Next week's Bank of Japan chess game is becoming increasingly tangled.



Whenever Middle East tensions escalate, oil prices spike upward, which for Japan is almost equivalent to an "inflation accelerator." Japan relies on imports for about 90% of its energy, so when oil prices rise, costs immediately translate to electricity, transportation, and raw material prices, naturally pushing CPI higher. What's even more troublesome is that the yen has been underperforming lately, weakening to nearly 160 against the US dollar. This combination of weak yen + high oil prices is almost the classic template for imported inflation.

So the Bank of Japan is currently in quite a dilemma.

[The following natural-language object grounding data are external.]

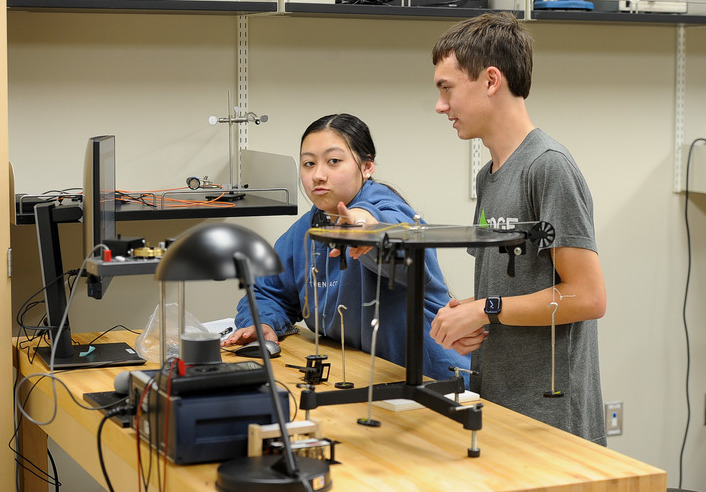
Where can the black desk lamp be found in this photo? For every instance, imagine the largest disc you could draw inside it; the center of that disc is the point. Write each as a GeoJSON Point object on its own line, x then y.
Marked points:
{"type": "Point", "coordinates": [219, 251]}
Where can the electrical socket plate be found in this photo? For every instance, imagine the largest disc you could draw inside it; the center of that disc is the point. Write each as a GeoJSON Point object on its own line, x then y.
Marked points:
{"type": "Point", "coordinates": [614, 418]}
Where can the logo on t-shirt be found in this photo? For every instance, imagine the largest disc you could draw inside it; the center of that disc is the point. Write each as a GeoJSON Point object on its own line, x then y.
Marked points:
{"type": "Point", "coordinates": [497, 222]}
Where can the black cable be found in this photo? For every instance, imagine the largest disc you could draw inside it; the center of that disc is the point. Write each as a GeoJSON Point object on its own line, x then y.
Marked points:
{"type": "Point", "coordinates": [57, 483]}
{"type": "Point", "coordinates": [20, 460]}
{"type": "Point", "coordinates": [127, 409]}
{"type": "Point", "coordinates": [686, 295]}
{"type": "Point", "coordinates": [109, 330]}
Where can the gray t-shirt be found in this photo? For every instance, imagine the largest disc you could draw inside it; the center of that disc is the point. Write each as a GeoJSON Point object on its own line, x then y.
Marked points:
{"type": "Point", "coordinates": [539, 182]}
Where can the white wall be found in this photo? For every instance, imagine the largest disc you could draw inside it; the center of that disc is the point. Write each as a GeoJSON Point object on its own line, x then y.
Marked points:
{"type": "Point", "coordinates": [605, 91]}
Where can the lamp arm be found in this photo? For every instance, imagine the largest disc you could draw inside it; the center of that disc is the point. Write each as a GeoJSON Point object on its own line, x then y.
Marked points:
{"type": "Point", "coordinates": [242, 264]}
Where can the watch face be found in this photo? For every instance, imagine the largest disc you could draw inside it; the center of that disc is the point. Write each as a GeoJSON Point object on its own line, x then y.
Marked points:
{"type": "Point", "coordinates": [493, 305]}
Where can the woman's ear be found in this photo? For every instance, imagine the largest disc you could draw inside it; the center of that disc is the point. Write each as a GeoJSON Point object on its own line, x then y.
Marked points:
{"type": "Point", "coordinates": [368, 169]}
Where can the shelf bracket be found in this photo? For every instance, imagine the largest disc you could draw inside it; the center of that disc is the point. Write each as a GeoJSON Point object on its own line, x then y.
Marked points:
{"type": "Point", "coordinates": [242, 86]}
{"type": "Point", "coordinates": [679, 96]}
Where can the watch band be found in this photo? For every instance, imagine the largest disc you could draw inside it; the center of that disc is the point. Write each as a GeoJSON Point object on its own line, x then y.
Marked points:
{"type": "Point", "coordinates": [493, 306]}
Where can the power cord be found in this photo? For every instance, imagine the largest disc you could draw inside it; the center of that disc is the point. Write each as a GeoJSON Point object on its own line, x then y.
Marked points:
{"type": "Point", "coordinates": [123, 410]}
{"type": "Point", "coordinates": [686, 295]}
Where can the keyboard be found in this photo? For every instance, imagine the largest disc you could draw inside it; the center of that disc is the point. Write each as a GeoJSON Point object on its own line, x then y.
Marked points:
{"type": "Point", "coordinates": [214, 378]}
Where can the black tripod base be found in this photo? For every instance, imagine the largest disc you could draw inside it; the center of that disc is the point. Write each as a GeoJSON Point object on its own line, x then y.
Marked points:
{"type": "Point", "coordinates": [268, 474]}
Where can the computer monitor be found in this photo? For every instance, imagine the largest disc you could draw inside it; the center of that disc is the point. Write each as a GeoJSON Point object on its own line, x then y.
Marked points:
{"type": "Point", "coordinates": [98, 204]}
{"type": "Point", "coordinates": [99, 224]}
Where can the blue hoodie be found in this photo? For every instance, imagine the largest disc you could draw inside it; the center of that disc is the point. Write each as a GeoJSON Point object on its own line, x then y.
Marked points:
{"type": "Point", "coordinates": [280, 298]}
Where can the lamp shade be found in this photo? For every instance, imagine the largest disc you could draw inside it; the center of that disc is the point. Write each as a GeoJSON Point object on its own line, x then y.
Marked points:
{"type": "Point", "coordinates": [208, 252]}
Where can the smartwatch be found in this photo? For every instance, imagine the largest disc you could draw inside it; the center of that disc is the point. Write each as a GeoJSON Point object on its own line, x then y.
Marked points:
{"type": "Point", "coordinates": [493, 306]}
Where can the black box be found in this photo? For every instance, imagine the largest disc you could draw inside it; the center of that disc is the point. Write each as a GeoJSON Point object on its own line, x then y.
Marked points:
{"type": "Point", "coordinates": [202, 428]}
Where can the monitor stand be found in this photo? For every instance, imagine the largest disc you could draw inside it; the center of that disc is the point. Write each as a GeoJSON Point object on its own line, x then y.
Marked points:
{"type": "Point", "coordinates": [95, 355]}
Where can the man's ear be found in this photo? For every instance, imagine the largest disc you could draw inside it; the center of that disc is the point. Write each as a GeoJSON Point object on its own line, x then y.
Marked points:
{"type": "Point", "coordinates": [493, 78]}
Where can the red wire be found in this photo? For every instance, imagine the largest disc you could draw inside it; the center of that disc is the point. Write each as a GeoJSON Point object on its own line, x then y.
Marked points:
{"type": "Point", "coordinates": [139, 457]}
{"type": "Point", "coordinates": [166, 418]}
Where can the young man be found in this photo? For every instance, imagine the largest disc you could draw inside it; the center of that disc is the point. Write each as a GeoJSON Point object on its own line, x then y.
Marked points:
{"type": "Point", "coordinates": [483, 73]}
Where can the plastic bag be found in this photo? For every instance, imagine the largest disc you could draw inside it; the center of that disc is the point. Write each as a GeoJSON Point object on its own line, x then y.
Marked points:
{"type": "Point", "coordinates": [148, 342]}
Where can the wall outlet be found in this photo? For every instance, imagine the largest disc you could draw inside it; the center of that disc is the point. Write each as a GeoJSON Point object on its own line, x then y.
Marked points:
{"type": "Point", "coordinates": [614, 418]}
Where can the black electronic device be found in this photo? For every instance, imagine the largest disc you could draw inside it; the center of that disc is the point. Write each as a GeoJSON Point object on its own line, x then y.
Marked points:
{"type": "Point", "coordinates": [100, 161]}
{"type": "Point", "coordinates": [493, 307]}
{"type": "Point", "coordinates": [98, 204]}
{"type": "Point", "coordinates": [218, 378]}
{"type": "Point", "coordinates": [201, 427]}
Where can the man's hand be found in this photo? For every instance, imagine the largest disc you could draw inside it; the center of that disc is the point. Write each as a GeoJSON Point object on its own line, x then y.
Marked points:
{"type": "Point", "coordinates": [459, 326]}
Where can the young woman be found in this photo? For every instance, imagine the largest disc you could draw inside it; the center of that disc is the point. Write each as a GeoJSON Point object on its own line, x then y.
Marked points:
{"type": "Point", "coordinates": [337, 162]}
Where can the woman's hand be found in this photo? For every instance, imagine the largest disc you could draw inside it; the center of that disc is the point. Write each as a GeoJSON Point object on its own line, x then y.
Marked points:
{"type": "Point", "coordinates": [241, 336]}
{"type": "Point", "coordinates": [355, 216]}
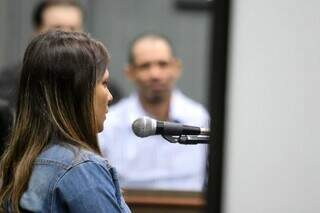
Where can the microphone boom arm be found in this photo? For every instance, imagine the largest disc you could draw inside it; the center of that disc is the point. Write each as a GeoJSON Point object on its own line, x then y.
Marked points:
{"type": "Point", "coordinates": [187, 139]}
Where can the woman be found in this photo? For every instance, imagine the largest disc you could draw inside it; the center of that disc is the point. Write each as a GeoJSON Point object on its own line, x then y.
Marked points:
{"type": "Point", "coordinates": [53, 162]}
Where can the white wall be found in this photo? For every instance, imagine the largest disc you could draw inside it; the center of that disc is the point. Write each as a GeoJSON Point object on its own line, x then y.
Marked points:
{"type": "Point", "coordinates": [273, 134]}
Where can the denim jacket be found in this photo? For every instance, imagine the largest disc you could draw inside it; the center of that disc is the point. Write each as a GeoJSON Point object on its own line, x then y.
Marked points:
{"type": "Point", "coordinates": [68, 179]}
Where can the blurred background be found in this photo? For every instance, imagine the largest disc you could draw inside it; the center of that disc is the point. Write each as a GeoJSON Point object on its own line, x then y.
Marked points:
{"type": "Point", "coordinates": [116, 23]}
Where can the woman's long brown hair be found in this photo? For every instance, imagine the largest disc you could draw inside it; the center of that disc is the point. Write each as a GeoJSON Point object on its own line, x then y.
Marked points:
{"type": "Point", "coordinates": [55, 97]}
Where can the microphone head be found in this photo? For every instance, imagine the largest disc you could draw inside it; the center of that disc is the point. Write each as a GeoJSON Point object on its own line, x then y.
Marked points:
{"type": "Point", "coordinates": [144, 127]}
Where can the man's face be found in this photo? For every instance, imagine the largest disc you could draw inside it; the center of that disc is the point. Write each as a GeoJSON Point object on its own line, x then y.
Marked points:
{"type": "Point", "coordinates": [154, 70]}
{"type": "Point", "coordinates": [62, 17]}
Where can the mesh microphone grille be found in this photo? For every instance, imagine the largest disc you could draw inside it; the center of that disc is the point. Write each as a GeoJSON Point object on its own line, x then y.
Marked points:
{"type": "Point", "coordinates": [143, 127]}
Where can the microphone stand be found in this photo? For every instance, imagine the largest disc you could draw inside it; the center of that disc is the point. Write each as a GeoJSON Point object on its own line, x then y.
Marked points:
{"type": "Point", "coordinates": [187, 139]}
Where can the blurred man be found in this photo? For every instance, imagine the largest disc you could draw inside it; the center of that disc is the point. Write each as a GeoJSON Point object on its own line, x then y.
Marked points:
{"type": "Point", "coordinates": [152, 162]}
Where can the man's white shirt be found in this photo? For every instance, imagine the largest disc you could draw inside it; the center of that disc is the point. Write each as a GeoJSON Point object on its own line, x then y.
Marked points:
{"type": "Point", "coordinates": [153, 162]}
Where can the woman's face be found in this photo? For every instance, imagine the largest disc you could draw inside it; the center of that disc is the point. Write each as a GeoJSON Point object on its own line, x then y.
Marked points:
{"type": "Point", "coordinates": [102, 98]}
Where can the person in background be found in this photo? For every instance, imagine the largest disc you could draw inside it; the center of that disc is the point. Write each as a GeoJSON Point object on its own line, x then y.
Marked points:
{"type": "Point", "coordinates": [153, 162]}
{"type": "Point", "coordinates": [53, 161]}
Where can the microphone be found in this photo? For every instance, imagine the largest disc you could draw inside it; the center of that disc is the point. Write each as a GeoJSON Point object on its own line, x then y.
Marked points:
{"type": "Point", "coordinates": [145, 126]}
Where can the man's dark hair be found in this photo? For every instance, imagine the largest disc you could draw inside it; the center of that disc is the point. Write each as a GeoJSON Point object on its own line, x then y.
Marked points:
{"type": "Point", "coordinates": [144, 36]}
{"type": "Point", "coordinates": [37, 15]}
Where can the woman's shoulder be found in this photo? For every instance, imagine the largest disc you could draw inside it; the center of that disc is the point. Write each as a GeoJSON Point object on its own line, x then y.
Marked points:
{"type": "Point", "coordinates": [65, 156]}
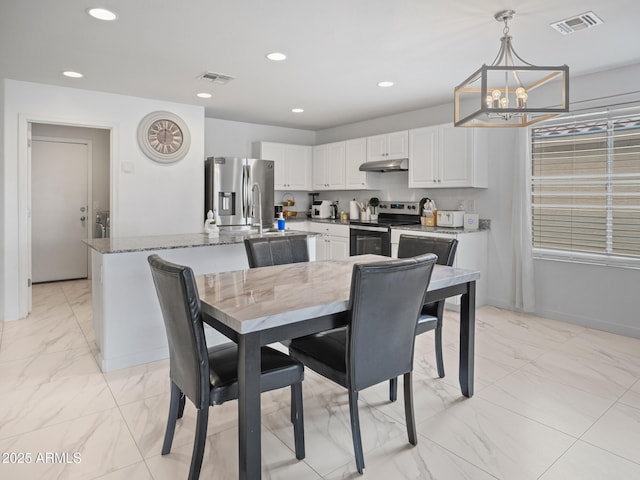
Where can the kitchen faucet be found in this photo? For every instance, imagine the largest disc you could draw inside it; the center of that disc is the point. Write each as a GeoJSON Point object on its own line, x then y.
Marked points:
{"type": "Point", "coordinates": [259, 207]}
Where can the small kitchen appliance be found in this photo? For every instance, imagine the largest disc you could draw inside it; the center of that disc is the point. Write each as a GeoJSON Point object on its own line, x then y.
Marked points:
{"type": "Point", "coordinates": [321, 209]}
{"type": "Point", "coordinates": [450, 218]}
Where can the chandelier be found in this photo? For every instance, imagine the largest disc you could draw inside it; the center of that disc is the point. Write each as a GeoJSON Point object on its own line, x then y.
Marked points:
{"type": "Point", "coordinates": [504, 94]}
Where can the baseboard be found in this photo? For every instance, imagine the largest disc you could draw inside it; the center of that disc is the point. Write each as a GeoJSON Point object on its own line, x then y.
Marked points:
{"type": "Point", "coordinates": [596, 324]}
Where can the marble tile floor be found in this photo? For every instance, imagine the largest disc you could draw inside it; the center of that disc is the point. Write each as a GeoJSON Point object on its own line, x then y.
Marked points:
{"type": "Point", "coordinates": [553, 401]}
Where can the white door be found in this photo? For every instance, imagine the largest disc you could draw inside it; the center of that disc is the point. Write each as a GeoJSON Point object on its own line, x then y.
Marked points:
{"type": "Point", "coordinates": [59, 217]}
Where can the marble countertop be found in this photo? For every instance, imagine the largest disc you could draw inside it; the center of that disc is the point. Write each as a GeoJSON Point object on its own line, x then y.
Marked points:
{"type": "Point", "coordinates": [162, 242]}
{"type": "Point", "coordinates": [263, 298]}
{"type": "Point", "coordinates": [484, 225]}
{"type": "Point", "coordinates": [450, 230]}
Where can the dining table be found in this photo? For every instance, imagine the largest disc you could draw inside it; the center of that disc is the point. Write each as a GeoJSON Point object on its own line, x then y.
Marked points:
{"type": "Point", "coordinates": [260, 306]}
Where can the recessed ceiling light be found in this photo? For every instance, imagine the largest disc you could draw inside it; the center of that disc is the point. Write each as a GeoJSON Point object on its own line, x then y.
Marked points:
{"type": "Point", "coordinates": [72, 74]}
{"type": "Point", "coordinates": [276, 56]}
{"type": "Point", "coordinates": [102, 14]}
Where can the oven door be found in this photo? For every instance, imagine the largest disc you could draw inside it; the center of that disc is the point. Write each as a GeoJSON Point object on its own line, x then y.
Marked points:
{"type": "Point", "coordinates": [364, 240]}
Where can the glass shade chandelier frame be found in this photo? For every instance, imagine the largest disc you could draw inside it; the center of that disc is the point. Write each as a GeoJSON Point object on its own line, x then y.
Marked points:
{"type": "Point", "coordinates": [504, 94]}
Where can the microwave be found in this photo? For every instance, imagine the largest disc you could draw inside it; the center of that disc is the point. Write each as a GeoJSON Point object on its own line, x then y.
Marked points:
{"type": "Point", "coordinates": [450, 218]}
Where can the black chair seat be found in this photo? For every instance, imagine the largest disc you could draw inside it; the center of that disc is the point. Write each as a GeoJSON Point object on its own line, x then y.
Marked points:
{"type": "Point", "coordinates": [268, 251]}
{"type": "Point", "coordinates": [324, 353]}
{"type": "Point", "coordinates": [426, 323]}
{"type": "Point", "coordinates": [278, 371]}
{"type": "Point", "coordinates": [209, 376]}
{"type": "Point", "coordinates": [432, 313]}
{"type": "Point", "coordinates": [378, 342]}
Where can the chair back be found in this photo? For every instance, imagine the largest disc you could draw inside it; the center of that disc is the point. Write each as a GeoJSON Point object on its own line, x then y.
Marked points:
{"type": "Point", "coordinates": [267, 251]}
{"type": "Point", "coordinates": [180, 306]}
{"type": "Point", "coordinates": [385, 301]}
{"type": "Point", "coordinates": [444, 248]}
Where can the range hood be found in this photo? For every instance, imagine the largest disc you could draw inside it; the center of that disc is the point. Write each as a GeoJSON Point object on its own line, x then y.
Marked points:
{"type": "Point", "coordinates": [399, 165]}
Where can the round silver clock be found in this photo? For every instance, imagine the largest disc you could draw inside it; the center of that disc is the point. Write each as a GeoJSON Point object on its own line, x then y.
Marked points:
{"type": "Point", "coordinates": [163, 137]}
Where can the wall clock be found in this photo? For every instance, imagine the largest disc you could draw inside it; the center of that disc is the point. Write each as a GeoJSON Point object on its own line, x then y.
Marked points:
{"type": "Point", "coordinates": [164, 137]}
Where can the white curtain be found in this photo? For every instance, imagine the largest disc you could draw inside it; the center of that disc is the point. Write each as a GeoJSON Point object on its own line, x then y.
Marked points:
{"type": "Point", "coordinates": [524, 290]}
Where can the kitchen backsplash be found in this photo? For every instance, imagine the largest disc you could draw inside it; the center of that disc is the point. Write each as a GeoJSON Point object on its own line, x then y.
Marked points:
{"type": "Point", "coordinates": [469, 199]}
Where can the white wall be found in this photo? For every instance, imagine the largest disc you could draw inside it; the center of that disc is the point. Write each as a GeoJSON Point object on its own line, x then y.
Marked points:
{"type": "Point", "coordinates": [225, 138]}
{"type": "Point", "coordinates": [153, 199]}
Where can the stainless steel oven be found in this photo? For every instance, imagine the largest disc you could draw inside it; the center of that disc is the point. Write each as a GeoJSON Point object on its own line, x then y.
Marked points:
{"type": "Point", "coordinates": [375, 236]}
{"type": "Point", "coordinates": [364, 239]}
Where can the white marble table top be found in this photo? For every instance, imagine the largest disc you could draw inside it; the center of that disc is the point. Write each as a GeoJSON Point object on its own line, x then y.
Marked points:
{"type": "Point", "coordinates": [263, 298]}
{"type": "Point", "coordinates": [187, 240]}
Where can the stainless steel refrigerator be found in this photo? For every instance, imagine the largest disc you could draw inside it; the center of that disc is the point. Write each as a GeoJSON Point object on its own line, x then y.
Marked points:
{"type": "Point", "coordinates": [230, 186]}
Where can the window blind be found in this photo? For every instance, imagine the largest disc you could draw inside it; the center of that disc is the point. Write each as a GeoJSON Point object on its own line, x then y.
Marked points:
{"type": "Point", "coordinates": [585, 191]}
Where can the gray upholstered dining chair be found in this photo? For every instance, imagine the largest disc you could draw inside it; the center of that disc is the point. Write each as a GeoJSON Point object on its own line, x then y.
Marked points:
{"type": "Point", "coordinates": [276, 250]}
{"type": "Point", "coordinates": [432, 313]}
{"type": "Point", "coordinates": [209, 376]}
{"type": "Point", "coordinates": [378, 342]}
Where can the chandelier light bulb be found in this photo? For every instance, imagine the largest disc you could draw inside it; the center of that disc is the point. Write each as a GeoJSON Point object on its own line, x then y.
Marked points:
{"type": "Point", "coordinates": [499, 95]}
{"type": "Point", "coordinates": [521, 99]}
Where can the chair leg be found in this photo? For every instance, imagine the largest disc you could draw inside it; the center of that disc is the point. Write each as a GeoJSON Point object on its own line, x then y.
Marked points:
{"type": "Point", "coordinates": [174, 407]}
{"type": "Point", "coordinates": [297, 414]}
{"type": "Point", "coordinates": [198, 444]}
{"type": "Point", "coordinates": [355, 430]}
{"type": "Point", "coordinates": [439, 360]}
{"type": "Point", "coordinates": [181, 405]}
{"type": "Point", "coordinates": [408, 408]}
{"type": "Point", "coordinates": [393, 389]}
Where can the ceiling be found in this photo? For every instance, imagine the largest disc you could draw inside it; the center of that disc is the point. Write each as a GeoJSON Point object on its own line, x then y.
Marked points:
{"type": "Point", "coordinates": [338, 50]}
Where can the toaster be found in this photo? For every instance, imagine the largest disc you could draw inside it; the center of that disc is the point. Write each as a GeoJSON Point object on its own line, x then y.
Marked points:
{"type": "Point", "coordinates": [450, 218]}
{"type": "Point", "coordinates": [321, 209]}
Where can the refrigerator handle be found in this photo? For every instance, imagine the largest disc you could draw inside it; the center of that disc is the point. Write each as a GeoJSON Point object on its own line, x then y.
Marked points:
{"type": "Point", "coordinates": [246, 194]}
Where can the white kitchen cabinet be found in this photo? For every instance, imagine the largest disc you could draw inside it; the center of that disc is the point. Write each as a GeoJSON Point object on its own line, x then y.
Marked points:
{"type": "Point", "coordinates": [333, 244]}
{"type": "Point", "coordinates": [329, 166]}
{"type": "Point", "coordinates": [447, 157]}
{"type": "Point", "coordinates": [389, 146]}
{"type": "Point", "coordinates": [292, 164]}
{"type": "Point", "coordinates": [356, 155]}
{"type": "Point", "coordinates": [472, 252]}
{"type": "Point", "coordinates": [336, 166]}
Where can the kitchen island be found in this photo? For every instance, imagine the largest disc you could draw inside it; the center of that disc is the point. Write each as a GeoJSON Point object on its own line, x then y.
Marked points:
{"type": "Point", "coordinates": [126, 314]}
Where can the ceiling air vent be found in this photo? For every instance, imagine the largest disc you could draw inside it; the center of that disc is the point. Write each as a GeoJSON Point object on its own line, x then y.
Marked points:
{"type": "Point", "coordinates": [218, 78]}
{"type": "Point", "coordinates": [579, 22]}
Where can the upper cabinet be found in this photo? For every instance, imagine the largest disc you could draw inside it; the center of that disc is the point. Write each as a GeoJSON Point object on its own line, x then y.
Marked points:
{"type": "Point", "coordinates": [328, 166]}
{"type": "Point", "coordinates": [336, 165]}
{"type": "Point", "coordinates": [389, 146]}
{"type": "Point", "coordinates": [356, 155]}
{"type": "Point", "coordinates": [448, 157]}
{"type": "Point", "coordinates": [292, 164]}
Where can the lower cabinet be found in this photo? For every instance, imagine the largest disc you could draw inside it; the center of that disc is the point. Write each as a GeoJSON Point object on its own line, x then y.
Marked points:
{"type": "Point", "coordinates": [332, 248]}
{"type": "Point", "coordinates": [473, 248]}
{"type": "Point", "coordinates": [333, 244]}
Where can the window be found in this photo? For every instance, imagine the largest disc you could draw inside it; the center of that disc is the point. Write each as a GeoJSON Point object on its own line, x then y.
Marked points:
{"type": "Point", "coordinates": [586, 190]}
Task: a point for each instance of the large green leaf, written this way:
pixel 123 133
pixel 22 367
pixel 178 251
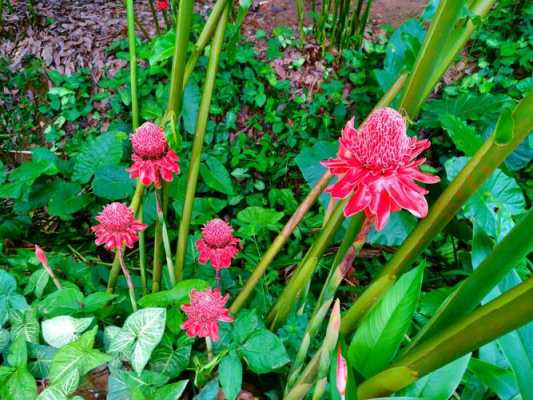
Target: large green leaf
pixel 440 384
pixel 105 150
pixel 170 359
pixel 113 182
pixel 139 336
pixel 78 355
pixel 500 380
pixel 380 334
pixel 174 296
pixel 64 329
pixel 230 375
pixel 264 352
pixel 66 199
pixel 494 203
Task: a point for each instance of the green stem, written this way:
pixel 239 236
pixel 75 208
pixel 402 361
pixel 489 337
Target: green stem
pixel 507 312
pixel 440 46
pixel 303 274
pixel 278 243
pixel 115 268
pixel 202 41
pixel 133 64
pixel 201 123
pixel 175 97
pixel 129 282
pixel 467 182
pixel 166 241
pixel 515 246
pixel 142 253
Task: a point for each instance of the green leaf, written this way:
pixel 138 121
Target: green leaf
pixel 139 336
pixel 191 104
pixel 494 203
pixel 230 375
pixel 246 323
pixel 78 355
pixel 62 330
pixel 440 384
pixel 25 324
pixel 381 332
pixel 170 359
pixel 463 136
pixel 255 219
pixel 264 352
pixel 105 150
pixel 500 380
pixel 171 391
pixel 112 182
pixel 177 294
pixel 63 301
pixel 216 176
pixel 20 385
pixel 66 199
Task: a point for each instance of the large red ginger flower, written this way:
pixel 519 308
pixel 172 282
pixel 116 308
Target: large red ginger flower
pixel 162 5
pixel 217 244
pixel 203 313
pixel 117 227
pixel 152 159
pixel 377 164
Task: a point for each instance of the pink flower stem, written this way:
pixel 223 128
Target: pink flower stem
pixel 50 272
pixel 166 241
pixel 131 288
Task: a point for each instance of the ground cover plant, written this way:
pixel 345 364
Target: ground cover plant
pixel 197 226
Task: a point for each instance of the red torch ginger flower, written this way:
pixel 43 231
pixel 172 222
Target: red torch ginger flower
pixel 217 244
pixel 203 313
pixel 117 227
pixel 162 5
pixel 342 373
pixel 152 159
pixel 377 164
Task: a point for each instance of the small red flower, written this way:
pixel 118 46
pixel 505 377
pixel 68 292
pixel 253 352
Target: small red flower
pixel 377 164
pixel 153 160
pixel 203 313
pixel 217 244
pixel 117 227
pixel 162 5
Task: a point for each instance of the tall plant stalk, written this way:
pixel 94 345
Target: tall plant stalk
pixel 303 274
pixel 493 152
pixel 514 247
pixel 507 312
pixel 201 123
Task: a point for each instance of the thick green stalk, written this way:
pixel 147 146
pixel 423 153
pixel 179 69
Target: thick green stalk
pixel 307 267
pixel 475 172
pixel 507 312
pixel 278 243
pixel 154 16
pixel 115 268
pixel 319 365
pixel 441 27
pixel 142 254
pixel 202 41
pixel 515 246
pixel 133 64
pixel 175 98
pixel 201 123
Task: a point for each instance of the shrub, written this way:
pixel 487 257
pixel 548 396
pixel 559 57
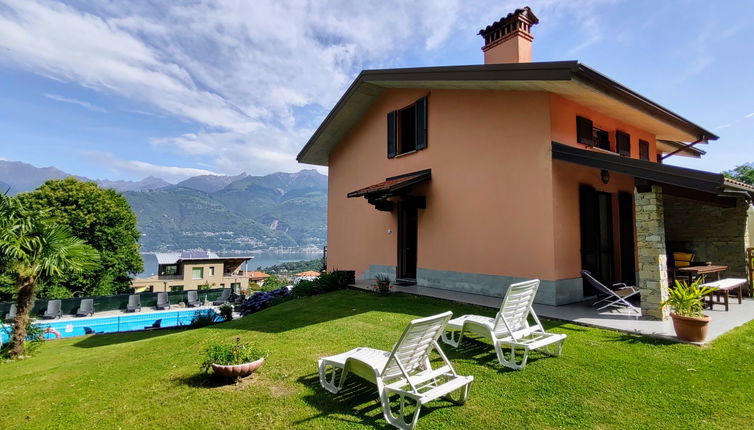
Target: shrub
pixel 274 282
pixel 687 300
pixel 226 312
pixel 204 318
pixel 264 299
pixel 324 283
pixel 228 354
pixel 34 339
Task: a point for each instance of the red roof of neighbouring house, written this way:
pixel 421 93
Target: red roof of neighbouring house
pixel 258 276
pixel 308 273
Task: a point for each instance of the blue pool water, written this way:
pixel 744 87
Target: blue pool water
pixel 114 324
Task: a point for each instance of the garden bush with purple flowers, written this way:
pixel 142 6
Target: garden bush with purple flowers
pixel 264 299
pixel 333 281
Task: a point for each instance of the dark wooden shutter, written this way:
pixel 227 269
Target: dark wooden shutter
pixel 391 137
pixel 421 123
pixel 643 150
pixel 584 131
pixel 624 143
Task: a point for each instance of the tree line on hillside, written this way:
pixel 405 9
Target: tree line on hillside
pixel 294 266
pixel 743 173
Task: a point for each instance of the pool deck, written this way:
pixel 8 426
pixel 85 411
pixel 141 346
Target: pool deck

On one hand, both inflation and exchange rates are applying pressure, theoretically giving reasons to lean hawkish; on the other hand, this inflation is more cost-driven, essentially "adding a tax on consumer spending." If rate hikes are rushed through, they could directly suppress the already-fragile consumption recovery.

The market's prevailing view is: March will likely be a wait-and-see, with the real window for action possibly coming in April or July.

In other words, the Bank of Japan is currently walking a tightrope—
Inflation and exchange rates on the left, economic recovery on the right.
Too fast a step, and you might miss the wire; too slow a step, and the yen will continue lying flat.